Um dos vizinhos de Crimo em Highwood — subúrbio de Highland Park —, o empresário Gio Montenegro, 37 anos, contou ao Correio que viu o criminoso pela última vez na sexta-feira passada, três dias antes da tragédia. "Ele dirigia sua scooter ouvindo hard rock o tempo todo em frente à minha casa. Também costumava ficar sentado, sozinho, em um mata aqui ao lado. Nós o víamos quando íamos passear com o nosso cachorro. Meus filhos acenavam para ele, mas não respondia", lembra. "É um garoto quieto e antissocial. Não me parecia bem. Vivia sozinho o tempo todo. Alguma coisa estava sempre fora do lugar. Acho que o garoto mudou de comportamento, quando ficou mais velho. Eu me recordo de que fazia escotismo e praticava futebol."
Desde 2018, Gio mora a apenas quatro casas de Crimo.
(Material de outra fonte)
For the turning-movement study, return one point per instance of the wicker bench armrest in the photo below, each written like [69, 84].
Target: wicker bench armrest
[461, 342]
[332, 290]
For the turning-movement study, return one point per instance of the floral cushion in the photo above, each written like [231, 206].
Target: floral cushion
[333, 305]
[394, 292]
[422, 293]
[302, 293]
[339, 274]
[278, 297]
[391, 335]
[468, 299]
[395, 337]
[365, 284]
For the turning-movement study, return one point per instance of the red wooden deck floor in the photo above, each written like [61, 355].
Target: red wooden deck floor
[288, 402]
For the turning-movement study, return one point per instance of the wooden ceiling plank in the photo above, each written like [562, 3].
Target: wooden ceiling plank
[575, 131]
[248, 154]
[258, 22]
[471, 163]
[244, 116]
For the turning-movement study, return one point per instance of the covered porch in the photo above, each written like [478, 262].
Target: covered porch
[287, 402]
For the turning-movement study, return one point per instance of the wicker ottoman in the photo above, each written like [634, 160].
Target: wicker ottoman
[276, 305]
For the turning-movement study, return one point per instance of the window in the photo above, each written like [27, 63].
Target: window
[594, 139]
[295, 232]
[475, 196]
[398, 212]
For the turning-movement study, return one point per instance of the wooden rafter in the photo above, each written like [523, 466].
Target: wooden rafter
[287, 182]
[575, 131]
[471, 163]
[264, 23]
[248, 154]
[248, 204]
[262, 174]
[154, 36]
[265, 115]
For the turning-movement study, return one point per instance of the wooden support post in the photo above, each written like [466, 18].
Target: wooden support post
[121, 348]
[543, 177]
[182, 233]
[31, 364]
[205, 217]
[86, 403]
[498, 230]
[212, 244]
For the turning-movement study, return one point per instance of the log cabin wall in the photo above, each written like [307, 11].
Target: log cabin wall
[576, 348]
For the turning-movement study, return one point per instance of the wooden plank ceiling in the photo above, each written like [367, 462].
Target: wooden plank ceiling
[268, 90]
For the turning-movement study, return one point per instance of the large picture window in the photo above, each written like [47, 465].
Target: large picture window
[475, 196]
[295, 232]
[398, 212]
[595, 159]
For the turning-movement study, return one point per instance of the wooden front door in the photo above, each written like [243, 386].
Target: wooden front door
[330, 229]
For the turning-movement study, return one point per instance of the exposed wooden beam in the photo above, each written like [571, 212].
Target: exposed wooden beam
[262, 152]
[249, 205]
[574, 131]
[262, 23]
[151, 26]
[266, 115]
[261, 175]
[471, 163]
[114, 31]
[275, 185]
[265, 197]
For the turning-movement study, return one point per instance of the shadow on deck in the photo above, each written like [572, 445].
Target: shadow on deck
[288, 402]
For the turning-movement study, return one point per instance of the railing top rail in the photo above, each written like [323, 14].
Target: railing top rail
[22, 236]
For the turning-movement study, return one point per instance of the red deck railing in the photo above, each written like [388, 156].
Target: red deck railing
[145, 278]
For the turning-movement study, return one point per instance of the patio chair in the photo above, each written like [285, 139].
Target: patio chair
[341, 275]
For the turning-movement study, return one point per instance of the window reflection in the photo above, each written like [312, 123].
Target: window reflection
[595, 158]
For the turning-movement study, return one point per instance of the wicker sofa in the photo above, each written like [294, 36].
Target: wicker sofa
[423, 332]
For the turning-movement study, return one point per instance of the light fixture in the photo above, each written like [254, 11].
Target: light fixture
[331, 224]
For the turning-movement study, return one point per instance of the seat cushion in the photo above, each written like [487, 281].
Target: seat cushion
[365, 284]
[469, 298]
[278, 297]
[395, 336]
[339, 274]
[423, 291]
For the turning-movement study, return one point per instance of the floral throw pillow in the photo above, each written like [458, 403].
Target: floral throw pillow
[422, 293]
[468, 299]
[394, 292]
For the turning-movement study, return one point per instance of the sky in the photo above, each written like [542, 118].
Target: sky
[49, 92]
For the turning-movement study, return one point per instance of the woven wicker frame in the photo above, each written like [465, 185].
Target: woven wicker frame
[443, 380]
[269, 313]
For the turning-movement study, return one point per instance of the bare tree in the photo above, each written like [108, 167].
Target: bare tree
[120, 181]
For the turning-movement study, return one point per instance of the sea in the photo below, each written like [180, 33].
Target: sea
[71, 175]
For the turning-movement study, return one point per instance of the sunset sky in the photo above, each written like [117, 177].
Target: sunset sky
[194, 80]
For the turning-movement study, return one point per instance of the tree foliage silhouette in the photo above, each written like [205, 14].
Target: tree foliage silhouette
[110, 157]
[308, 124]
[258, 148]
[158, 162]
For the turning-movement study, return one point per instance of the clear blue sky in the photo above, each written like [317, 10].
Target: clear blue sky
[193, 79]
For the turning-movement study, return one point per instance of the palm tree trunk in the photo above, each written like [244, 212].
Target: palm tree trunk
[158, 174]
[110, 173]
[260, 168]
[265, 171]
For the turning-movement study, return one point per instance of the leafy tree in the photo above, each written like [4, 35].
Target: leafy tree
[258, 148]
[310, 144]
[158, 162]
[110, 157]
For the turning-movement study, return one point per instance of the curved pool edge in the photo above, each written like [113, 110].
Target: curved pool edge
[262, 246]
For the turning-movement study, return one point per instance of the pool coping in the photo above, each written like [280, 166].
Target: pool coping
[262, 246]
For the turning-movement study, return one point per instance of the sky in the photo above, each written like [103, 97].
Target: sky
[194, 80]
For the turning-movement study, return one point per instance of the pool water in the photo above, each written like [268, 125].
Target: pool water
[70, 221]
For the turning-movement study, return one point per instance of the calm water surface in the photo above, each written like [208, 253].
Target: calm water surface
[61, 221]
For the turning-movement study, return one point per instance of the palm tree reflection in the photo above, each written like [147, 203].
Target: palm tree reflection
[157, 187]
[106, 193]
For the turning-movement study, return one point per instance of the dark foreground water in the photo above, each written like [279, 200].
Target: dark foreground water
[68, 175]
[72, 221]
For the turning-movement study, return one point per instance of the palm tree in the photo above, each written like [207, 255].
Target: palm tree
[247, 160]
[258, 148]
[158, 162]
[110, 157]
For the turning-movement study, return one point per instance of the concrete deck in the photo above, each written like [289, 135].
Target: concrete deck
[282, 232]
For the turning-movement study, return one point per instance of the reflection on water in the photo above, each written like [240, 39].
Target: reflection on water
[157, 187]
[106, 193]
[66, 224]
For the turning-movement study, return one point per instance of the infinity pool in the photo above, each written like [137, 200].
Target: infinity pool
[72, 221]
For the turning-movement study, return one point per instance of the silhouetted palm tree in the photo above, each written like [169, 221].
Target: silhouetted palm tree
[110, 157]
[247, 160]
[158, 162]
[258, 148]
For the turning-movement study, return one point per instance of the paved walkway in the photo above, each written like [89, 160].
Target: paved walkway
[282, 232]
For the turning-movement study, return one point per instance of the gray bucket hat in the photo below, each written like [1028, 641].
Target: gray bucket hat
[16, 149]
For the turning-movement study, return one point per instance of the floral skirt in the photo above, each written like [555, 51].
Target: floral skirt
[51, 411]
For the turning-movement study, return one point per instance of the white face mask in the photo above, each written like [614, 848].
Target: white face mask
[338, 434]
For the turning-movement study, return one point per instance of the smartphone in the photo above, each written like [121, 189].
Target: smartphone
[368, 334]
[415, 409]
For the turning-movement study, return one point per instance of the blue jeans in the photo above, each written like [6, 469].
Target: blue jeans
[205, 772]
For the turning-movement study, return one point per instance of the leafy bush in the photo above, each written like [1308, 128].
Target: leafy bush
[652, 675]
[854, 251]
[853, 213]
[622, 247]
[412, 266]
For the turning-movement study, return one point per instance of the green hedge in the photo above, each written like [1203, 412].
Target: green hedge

Ele se disse surpreso com o fato de o atirador ostentar tatuagens. "Ele sempre estava coberto. Usava chapéu, capacete, camisa com gola e óculos. Há três anos, quando era mais jovem, não tinha essas tatuagens", disse Gio. A também empresária Andrea Castellanos (leia Depoimento), 31, somente soube ontem que o atirador vivia a apenas uma quadra de sua casa. "Provavelmente, nunca prestei atenção nele. Quando a foto de Crimo apareceu em todos os jornais, percebi que não me lembro de tê-lo visto", disse à reportagem a vizinha que estava na parada cívica e viveu momentos de horror, acompanhada da família. Nos últimos três anos, a polícia esteve na casa de Crimo em duas ocasiões. Em uma delas, o rapaz tentou suicídio. Na outra, ameaçou matar toda a família. Em 2019, os agentes retiraram da residência e confiscaram 16 facas, uma espada e uma adaga.
Paul Crimo, tio de "Bobby", confidenciou à emissora CNN: "Eu realmente não gostava de me relacionar com ele". Segundo Paul, o sobrinho parecia uma pessoa "tranquila e solitária". "Não via sinais que indicavam que ele faria algo assim", desabafou. Paul e "Bobby" dividiam a casa de dois andares de Highwood. Ele relatou que, às 17h de domingo (19h em Brasília), viu o sobrinho pela última vez. O rapaz estava deitado na poltrona reclinável, na parte principal da casa, e mexia no celular.
Vítimas
As autoridades identificaram seis dos sete mortos no ataque de segunda-feira: Katherine Goldestein, 64 anos; Irina McCarthy, 35; Kevin McCarthy, 37; Jacquelyn Sundheim, uma professora prmária de 63 anos; Steogen Straus, 88; e o mexicano Nicolas Toledo, 78, que usava uma cadeira de rodas. O médico David Baum, que ajudou no resgate aos feridos, não escondeu o horror pelo que viu. "A visão terrível de alguns cadáveres é insuportável para uma pessoa normal", disse. Ele contou que as vítimas foram "destripadas" ou tinham os corpos crivados de balas.